For those technically minded, the 20/25 used a 3,669 cc 6 cylinder engine, a bored and stroked version of that used in the superseded 20 hp model. It was Rolls Royce’s “small car” intended to appeal to owner drivers. Built between 1929 and 1936, 3,827 examples were produced before the 25/30 replaced it. It uses a single carburettor with a four speed gearbox with synchromesh on third and top (from 1932).
There appear to be quite a few still around and several have appeared in films such as The League of Gentlemen (1959), Dad’s Army as the Captain’s Car, Indiana Jones and the Last Crusade (1989), The Remains of the Day (1993) and Enigma (2001).

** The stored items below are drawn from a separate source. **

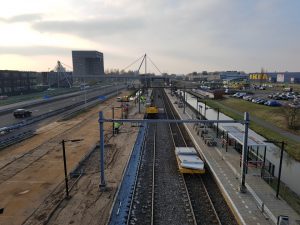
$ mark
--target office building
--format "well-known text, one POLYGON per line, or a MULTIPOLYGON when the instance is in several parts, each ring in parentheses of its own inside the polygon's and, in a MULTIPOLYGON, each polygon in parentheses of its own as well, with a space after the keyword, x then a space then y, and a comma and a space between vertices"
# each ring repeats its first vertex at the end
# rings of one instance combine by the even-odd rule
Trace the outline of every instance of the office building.
POLYGON ((98 51, 72 51, 73 76, 92 77, 104 75, 103 53, 98 51))
POLYGON ((0 95, 30 93, 36 88, 36 72, 0 70, 0 95))

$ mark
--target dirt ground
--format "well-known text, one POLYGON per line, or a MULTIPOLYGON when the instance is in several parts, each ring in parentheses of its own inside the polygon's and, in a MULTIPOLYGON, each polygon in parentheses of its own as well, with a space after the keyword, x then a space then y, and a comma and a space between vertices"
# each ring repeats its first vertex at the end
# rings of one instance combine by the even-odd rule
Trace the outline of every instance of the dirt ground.
MULTIPOLYGON (((110 138, 106 147, 107 190, 99 190, 99 155, 94 154, 83 175, 64 198, 62 139, 84 139, 66 143, 67 166, 71 171, 99 141, 98 112, 111 118, 115 98, 67 121, 49 124, 37 135, 0 152, 1 225, 19 224, 105 224, 122 173, 136 139, 138 128, 124 124, 120 134, 110 138)), ((137 107, 130 117, 142 117, 137 107)), ((115 117, 120 110, 115 111, 115 117)), ((112 125, 105 124, 106 138, 112 125)), ((98 151, 95 151, 98 152, 98 151)))

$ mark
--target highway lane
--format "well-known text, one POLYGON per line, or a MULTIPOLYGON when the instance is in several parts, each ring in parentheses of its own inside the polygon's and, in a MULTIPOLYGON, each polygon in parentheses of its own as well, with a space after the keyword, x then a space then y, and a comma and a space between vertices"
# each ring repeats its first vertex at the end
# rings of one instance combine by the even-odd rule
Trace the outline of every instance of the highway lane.
MULTIPOLYGON (((44 104, 41 105, 36 105, 33 107, 26 107, 26 109, 32 111, 32 117, 36 117, 51 111, 55 111, 57 109, 61 109, 64 108, 66 106, 72 105, 74 103, 78 103, 78 102, 84 102, 85 99, 89 99, 89 98, 93 98, 96 96, 101 96, 104 95, 106 92, 111 91, 111 90, 116 90, 119 89, 119 87, 114 86, 114 87, 103 87, 100 89, 96 89, 96 90, 86 90, 82 91, 80 95, 75 95, 75 96, 69 96, 68 98, 64 98, 61 100, 56 100, 56 101, 51 101, 51 102, 46 102, 44 104), (85 96, 86 95, 86 96, 85 96)), ((26 120, 26 118, 24 119, 16 119, 14 118, 12 112, 8 112, 5 113, 3 115, 0 115, 0 127, 7 127, 10 126, 12 124, 15 123, 19 123, 22 122, 23 120, 26 120)))

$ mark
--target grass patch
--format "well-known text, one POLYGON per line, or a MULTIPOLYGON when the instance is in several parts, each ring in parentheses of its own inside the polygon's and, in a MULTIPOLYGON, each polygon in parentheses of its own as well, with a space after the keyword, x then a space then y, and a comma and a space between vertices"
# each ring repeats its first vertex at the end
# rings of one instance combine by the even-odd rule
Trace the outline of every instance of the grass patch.
POLYGON ((249 112, 251 115, 274 124, 283 130, 300 135, 300 130, 291 130, 287 127, 287 119, 282 107, 259 105, 234 98, 224 99, 219 102, 240 112, 249 112))
MULTIPOLYGON (((226 101, 226 100, 225 100, 226 101)), ((206 100, 206 104, 212 108, 219 108, 220 112, 224 113, 225 115, 231 117, 234 120, 242 120, 243 116, 238 114, 237 112, 234 112, 231 109, 228 109, 227 107, 225 107, 223 105, 224 101, 215 101, 215 100, 206 100)), ((248 104, 251 104, 250 102, 246 102, 248 104)), ((240 104, 237 104, 235 106, 230 105, 229 107, 231 107, 232 109, 239 111, 239 113, 241 113, 241 109, 237 109, 239 107, 240 104)), ((254 105, 254 104, 253 104, 254 105)), ((227 105, 226 105, 227 106, 227 105)), ((264 107, 262 105, 255 105, 255 106, 261 106, 264 107)), ((245 104, 241 107, 243 108, 245 107, 245 104)), ((267 107, 267 106, 265 106, 267 107)), ((271 107, 269 107, 271 108, 271 107)), ((280 108, 271 108, 273 109, 275 112, 276 110, 280 110, 280 108)), ((248 111, 249 113, 255 113, 255 109, 247 109, 245 111, 248 111)), ((259 109, 257 111, 260 111, 259 109)), ((244 112, 244 111, 243 111, 244 112)), ((259 113, 256 113, 257 115, 259 115, 259 113)), ((258 116, 257 116, 258 117, 258 116)), ((271 117, 271 116, 269 116, 271 117)), ((268 121, 270 122, 270 121, 268 121)), ((270 122, 270 123, 274 123, 274 122, 270 122)), ((283 137, 281 134, 274 132, 273 130, 270 130, 268 128, 262 127, 260 124, 255 123, 253 121, 250 121, 250 128, 255 131, 256 133, 260 134, 261 136, 265 137, 266 139, 269 140, 284 140, 287 145, 285 145, 285 151, 295 160, 300 161, 300 143, 296 142, 294 140, 288 139, 286 137, 283 137)), ((280 147, 280 146, 279 146, 280 147)))

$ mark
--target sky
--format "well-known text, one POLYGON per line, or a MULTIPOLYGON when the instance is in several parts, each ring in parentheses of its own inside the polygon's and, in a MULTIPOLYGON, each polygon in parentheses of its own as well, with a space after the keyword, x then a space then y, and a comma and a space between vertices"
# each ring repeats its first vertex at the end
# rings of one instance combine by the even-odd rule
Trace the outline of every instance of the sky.
MULTIPOLYGON (((299 0, 9 0, 0 70, 72 70, 72 50, 124 69, 143 54, 161 72, 300 71, 299 0)), ((137 70, 138 64, 129 69, 137 70)), ((148 63, 148 72, 156 72, 148 63)))

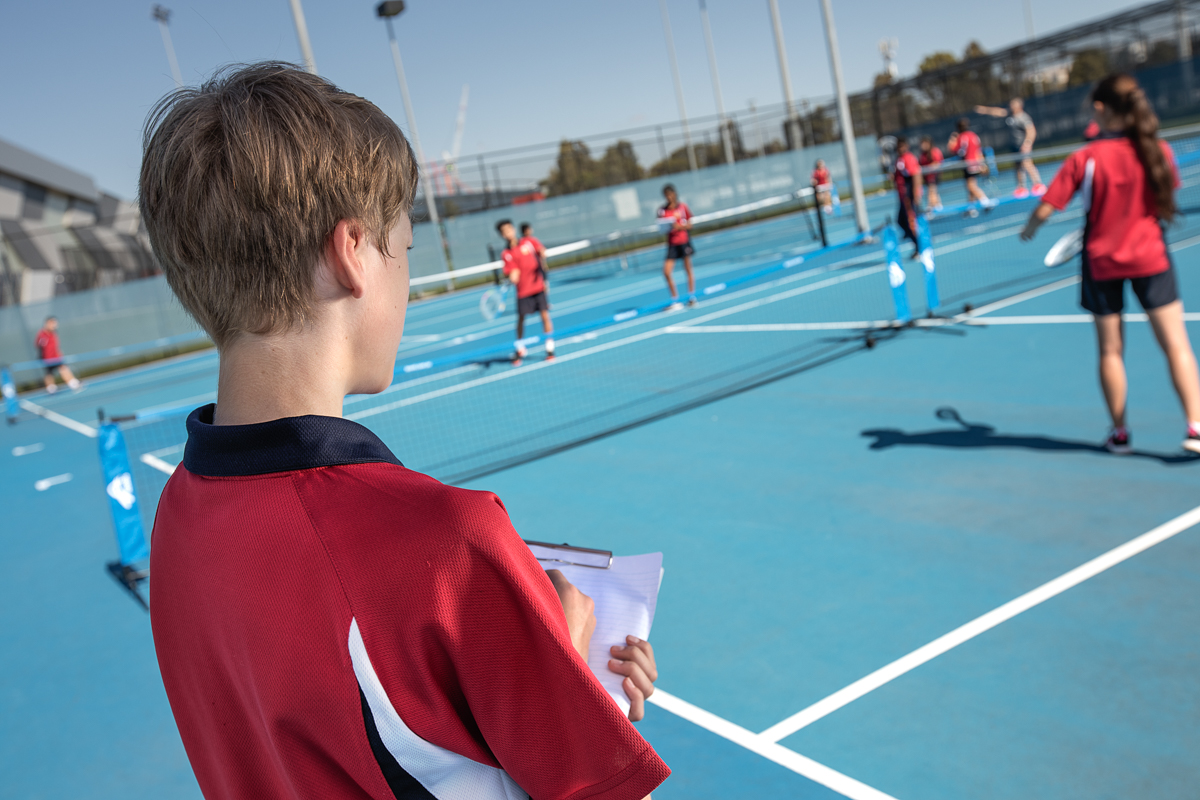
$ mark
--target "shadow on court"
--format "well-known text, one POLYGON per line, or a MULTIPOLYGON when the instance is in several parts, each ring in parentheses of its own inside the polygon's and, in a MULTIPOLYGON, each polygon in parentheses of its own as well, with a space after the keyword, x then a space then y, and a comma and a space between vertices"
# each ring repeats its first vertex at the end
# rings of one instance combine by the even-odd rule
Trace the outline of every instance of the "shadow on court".
MULTIPOLYGON (((936 412, 938 419, 951 420, 958 423, 957 428, 940 428, 930 431, 906 433, 895 428, 872 428, 862 432, 862 436, 875 439, 871 443, 872 450, 887 450, 890 447, 923 445, 925 447, 1020 447, 1026 450, 1051 450, 1099 453, 1113 455, 1102 445, 1093 442, 1080 442, 1071 439, 1055 439, 1050 436, 1010 435, 997 433, 991 425, 978 422, 967 422, 953 408, 943 407, 936 412)), ((1134 450, 1121 458, 1147 458, 1163 464, 1190 464, 1200 462, 1200 456, 1187 453, 1152 453, 1145 450, 1134 450)))

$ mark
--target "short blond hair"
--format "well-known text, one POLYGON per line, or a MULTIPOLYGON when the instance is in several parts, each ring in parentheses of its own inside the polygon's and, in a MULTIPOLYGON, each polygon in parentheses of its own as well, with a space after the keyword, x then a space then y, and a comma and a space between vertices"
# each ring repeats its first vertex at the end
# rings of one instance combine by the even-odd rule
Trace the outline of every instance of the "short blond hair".
POLYGON ((338 222, 359 221, 387 253, 416 188, 412 148, 386 114, 291 64, 228 67, 146 121, 142 219, 175 296, 218 346, 310 319, 338 222))

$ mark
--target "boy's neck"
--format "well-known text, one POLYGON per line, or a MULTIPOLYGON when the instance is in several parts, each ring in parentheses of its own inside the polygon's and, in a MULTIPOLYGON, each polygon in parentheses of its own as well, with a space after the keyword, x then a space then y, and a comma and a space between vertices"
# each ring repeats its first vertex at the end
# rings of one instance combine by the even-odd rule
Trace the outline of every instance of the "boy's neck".
POLYGON ((249 425, 309 414, 340 417, 348 363, 337 343, 305 333, 244 334, 220 354, 217 425, 249 425))

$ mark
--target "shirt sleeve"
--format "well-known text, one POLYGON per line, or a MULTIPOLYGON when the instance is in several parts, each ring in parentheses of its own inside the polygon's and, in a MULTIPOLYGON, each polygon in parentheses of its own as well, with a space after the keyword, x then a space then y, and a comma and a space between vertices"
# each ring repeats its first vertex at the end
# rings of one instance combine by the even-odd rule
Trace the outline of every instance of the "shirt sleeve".
POLYGON ((1171 145, 1160 139, 1159 144, 1162 145, 1163 155, 1167 158, 1167 164, 1171 166, 1171 174, 1175 176, 1175 188, 1179 189, 1183 186, 1183 181, 1179 179, 1179 162, 1175 160, 1175 151, 1171 149, 1171 145))
POLYGON ((1058 174, 1054 176, 1054 180, 1050 183, 1050 188, 1042 195, 1042 202, 1049 203, 1058 211, 1062 211, 1071 202, 1071 198, 1075 196, 1075 192, 1079 190, 1079 184, 1083 181, 1084 165, 1086 158, 1083 150, 1077 150, 1067 157, 1063 165, 1059 168, 1058 174))
POLYGON ((500 260, 504 262, 504 274, 505 275, 512 272, 513 269, 515 269, 517 266, 516 259, 513 258, 513 254, 512 254, 511 250, 506 249, 503 253, 501 253, 500 260))
POLYGON ((463 696, 488 747, 534 800, 641 800, 670 770, 571 644, 562 604, 492 496, 448 637, 463 696), (487 613, 480 613, 486 609, 487 613))

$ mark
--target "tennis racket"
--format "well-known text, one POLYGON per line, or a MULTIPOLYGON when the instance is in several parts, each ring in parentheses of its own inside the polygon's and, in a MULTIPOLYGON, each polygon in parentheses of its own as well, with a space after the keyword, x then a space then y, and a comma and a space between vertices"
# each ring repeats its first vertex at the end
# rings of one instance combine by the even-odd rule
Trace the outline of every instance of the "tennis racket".
POLYGON ((479 313, 488 322, 504 313, 508 306, 508 284, 498 289, 488 289, 479 298, 479 313))
POLYGON ((1074 230, 1063 236, 1046 253, 1043 259, 1047 267, 1061 267, 1083 252, 1083 229, 1074 230))

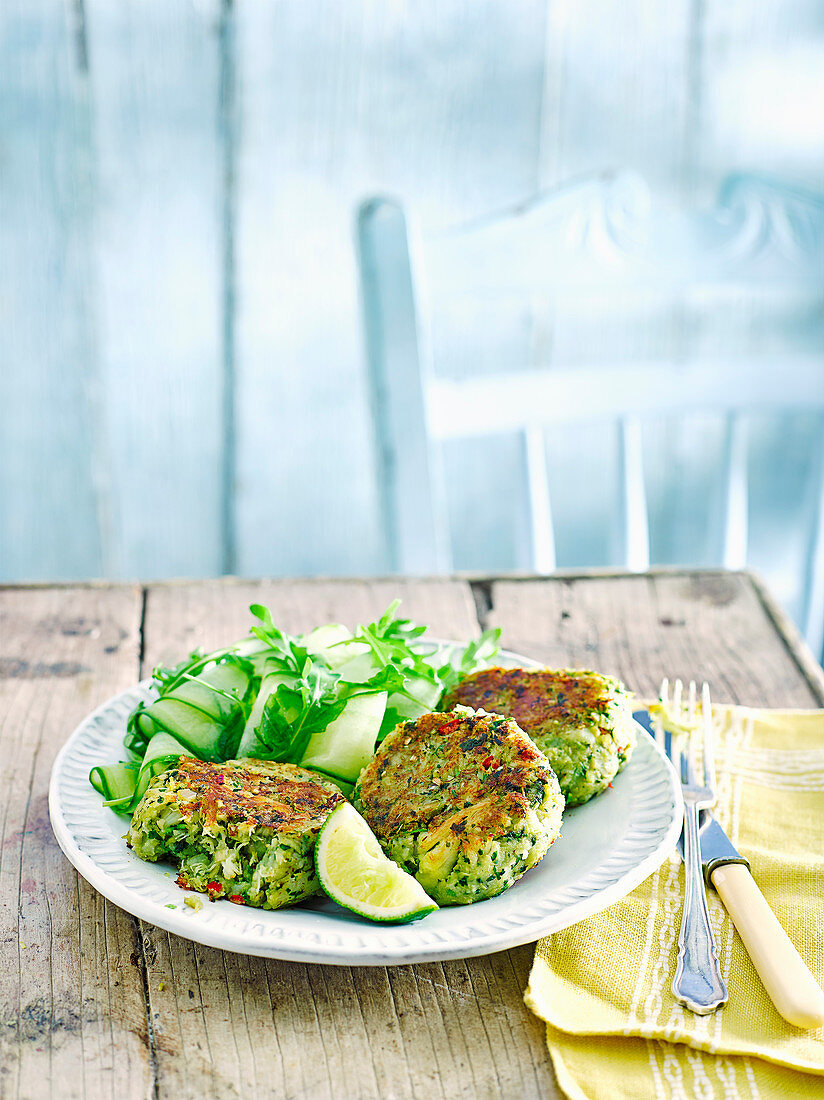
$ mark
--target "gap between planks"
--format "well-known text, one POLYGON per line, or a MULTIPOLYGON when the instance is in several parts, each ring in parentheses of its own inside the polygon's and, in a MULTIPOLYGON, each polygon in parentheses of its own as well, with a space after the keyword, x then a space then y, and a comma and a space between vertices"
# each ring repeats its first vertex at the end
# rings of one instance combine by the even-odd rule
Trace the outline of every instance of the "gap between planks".
MULTIPOLYGON (((471 587, 448 578, 149 585, 141 624, 142 672, 158 660, 178 658, 195 643, 209 648, 239 635, 250 600, 270 603, 276 619, 295 631, 334 618, 353 625, 379 613, 394 595, 404 598, 403 613, 428 623, 433 632, 457 637, 476 633, 489 607, 482 584, 471 587)), ((522 1001, 526 979, 519 972, 528 970, 529 949, 516 953, 517 965, 515 958, 507 964, 489 956, 460 966, 388 970, 305 967, 275 959, 232 960, 227 968, 220 952, 181 944, 148 927, 143 934, 147 1013, 162 1029, 158 1034, 155 1028, 155 1039, 164 1097, 193 1080, 204 1087, 208 1082, 221 1095, 234 1094, 244 1079, 261 1072, 254 1051, 261 1049, 264 1033, 272 1081, 284 1095, 336 1097, 344 1094, 341 1084, 347 1080, 346 1094, 363 1097, 451 1098, 469 1096, 470 1088, 482 1097, 555 1095, 543 1028, 522 1001), (146 952, 147 939, 156 953, 146 952), (183 998, 178 1013, 171 989, 158 992, 158 979, 170 968, 175 980, 167 985, 183 998), (453 974, 467 978, 463 995, 457 978, 448 977, 453 974), (188 984, 201 992, 196 1021, 185 1012, 188 984), (467 1011, 470 1001, 473 1012, 467 1011), (490 1002, 497 1006, 491 1015, 490 1002), (209 1046, 214 1064, 205 1057, 209 1046), (423 1049, 427 1058, 413 1054, 423 1049)))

Ian’s car comes with a complete toolkit and original documentation.
Jim and his wife, Karen, arrived mid-morning in their E Type roadster. A beautiful series 1 ½ which brought the total to four, including Bob King’s coupe and Chris White’s roadster. Doubtful whether we outnumbered the Porches, though.
After coffee and Danishes and a good look round, we adjourned to a neighbouring farm for the photoshoot. The vivid blue sky peppered with those cotton wool like cumulous clouds did, I think, complement the car. I’ll let you decide – the magazine should be out sometime soon.